Girl stands in middle of room looking at device as two older girls sit on mats on floor in living room

The daughters of Basima (seen at the top of this page) in their new home in Baalbek, one of them looking at a photo of her brother, 16-year-old Ahmad, who is currently in Germany. Basima’s family fled Yarmouk camp to Baalbek in 2012. Once home to 150,000 residents, Yarmouk was formerly the largest Palestinian population center in Syria before it became an arena of fighting in December 2012.

Thousands fled after rebel forces entered the camp and its central mosque was hit in government airstrikes. Several thousand civilians remain in the camp, living in dire conditions after years of government bombings and siege, and the water and electricity lines cut. The Islamic State militant group now controls a large part of the camp.
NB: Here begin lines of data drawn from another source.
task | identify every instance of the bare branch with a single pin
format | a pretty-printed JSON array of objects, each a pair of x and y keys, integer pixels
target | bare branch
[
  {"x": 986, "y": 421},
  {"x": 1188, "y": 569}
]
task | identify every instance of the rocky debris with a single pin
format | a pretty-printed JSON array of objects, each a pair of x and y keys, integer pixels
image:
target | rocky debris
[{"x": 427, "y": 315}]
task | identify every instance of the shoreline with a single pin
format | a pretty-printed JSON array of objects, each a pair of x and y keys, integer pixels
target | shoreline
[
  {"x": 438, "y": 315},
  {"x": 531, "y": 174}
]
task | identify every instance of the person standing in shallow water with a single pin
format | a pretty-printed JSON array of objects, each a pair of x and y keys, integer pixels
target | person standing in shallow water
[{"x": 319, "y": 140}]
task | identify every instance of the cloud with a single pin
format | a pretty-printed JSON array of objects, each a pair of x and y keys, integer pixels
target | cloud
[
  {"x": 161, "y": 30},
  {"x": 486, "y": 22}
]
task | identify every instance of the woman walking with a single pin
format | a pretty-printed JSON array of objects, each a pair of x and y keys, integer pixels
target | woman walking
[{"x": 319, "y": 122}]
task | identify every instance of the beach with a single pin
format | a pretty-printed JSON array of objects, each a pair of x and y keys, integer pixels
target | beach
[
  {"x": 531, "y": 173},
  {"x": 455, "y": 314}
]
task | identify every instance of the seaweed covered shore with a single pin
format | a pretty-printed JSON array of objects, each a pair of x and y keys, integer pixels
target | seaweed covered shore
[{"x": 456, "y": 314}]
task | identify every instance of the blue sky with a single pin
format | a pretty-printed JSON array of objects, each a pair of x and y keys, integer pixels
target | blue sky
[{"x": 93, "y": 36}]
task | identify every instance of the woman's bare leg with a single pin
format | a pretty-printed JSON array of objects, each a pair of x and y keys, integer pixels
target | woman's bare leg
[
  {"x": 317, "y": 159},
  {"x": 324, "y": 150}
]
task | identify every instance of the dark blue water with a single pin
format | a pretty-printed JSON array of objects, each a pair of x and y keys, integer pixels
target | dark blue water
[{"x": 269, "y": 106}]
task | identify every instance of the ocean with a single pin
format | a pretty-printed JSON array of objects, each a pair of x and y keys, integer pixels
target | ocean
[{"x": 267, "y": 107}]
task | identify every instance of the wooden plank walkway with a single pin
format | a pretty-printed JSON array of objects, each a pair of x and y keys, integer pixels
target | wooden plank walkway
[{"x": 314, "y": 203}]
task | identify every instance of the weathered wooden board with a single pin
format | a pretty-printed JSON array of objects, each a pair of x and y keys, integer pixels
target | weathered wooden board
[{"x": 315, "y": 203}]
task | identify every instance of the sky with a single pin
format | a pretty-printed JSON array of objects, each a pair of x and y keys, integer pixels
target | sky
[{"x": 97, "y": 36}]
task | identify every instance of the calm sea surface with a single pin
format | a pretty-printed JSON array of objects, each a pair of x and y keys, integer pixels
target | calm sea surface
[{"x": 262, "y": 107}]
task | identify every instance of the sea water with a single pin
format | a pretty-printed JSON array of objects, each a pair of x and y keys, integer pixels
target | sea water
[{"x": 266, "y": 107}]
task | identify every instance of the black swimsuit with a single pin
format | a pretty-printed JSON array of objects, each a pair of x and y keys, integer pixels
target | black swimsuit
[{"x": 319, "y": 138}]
Close-up of phone displaying image of youth

A photo of Basima’s son, Ahmad, on her mobile phone. Basima sent him to Europe via Turkey. He reached Greece by sea and then Germany by land. The journey cost approximately $4,000. Ahmad is now in Berlin with his cousins and is going to school there.

Of the family’s situation in Lebanon, Basima said, “We have papers, but my husband has only 20 days left before they expire. They don’t give asylum to us. If they catch us working, they detain us. If things are better in Syria we would like to go back there. If not, we want to reunite with our son in Germany.”